3B's Research Group, I3Bs - Research Institute on Biomaterials, Biodegradables and Biomimetics, University of Minho, Headquarters of the European Institute of Excellence on Tissue Engineering and Regenerative Medicine, AvePark, Parque de Ciência e Tecnologia, Zona Industrial da Gandra, 4805-017 Barco, Guimarães, Portugal; ICVS/3B's-PT Government Associate Laboratory, Braga/Guimarães, Portugal; BIOtech Research Center, Department of Industrial Engineering, University of Trento, Via Delle Regole 101, 38123 Trento, Italy.

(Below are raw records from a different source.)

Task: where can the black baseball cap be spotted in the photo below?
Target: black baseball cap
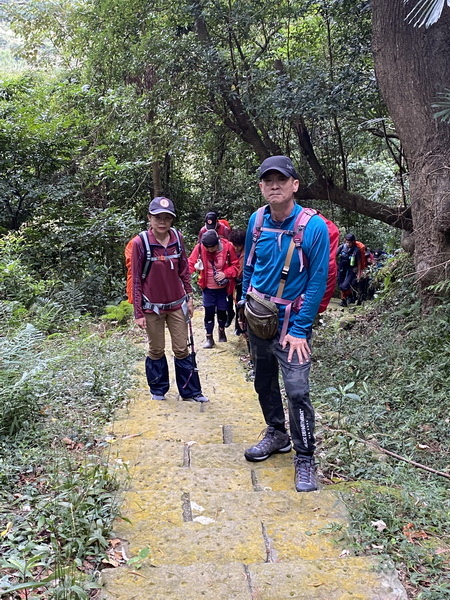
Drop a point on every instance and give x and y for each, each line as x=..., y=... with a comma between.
x=161, y=204
x=283, y=164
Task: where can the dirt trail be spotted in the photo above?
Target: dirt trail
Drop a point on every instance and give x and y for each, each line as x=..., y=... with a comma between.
x=218, y=527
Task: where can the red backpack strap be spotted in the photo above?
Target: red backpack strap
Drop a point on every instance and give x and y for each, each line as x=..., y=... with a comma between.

3B's Research Group, I3Bs - Research Institute on Biomaterials, Biodegradables and Biomimetics, University of Minho, Headquarters of the European Institute of Excellence on Tissue Engineering and Regenerative Medicine, AvePark, Parque de Ciência e Tecnologia, Zona Industrial da Gandra, 4805-017 Barco, Guimarães, Portugal; ICVS/3B's-PT Government Associate Laboratory, Braga/Guimarães, Portugal.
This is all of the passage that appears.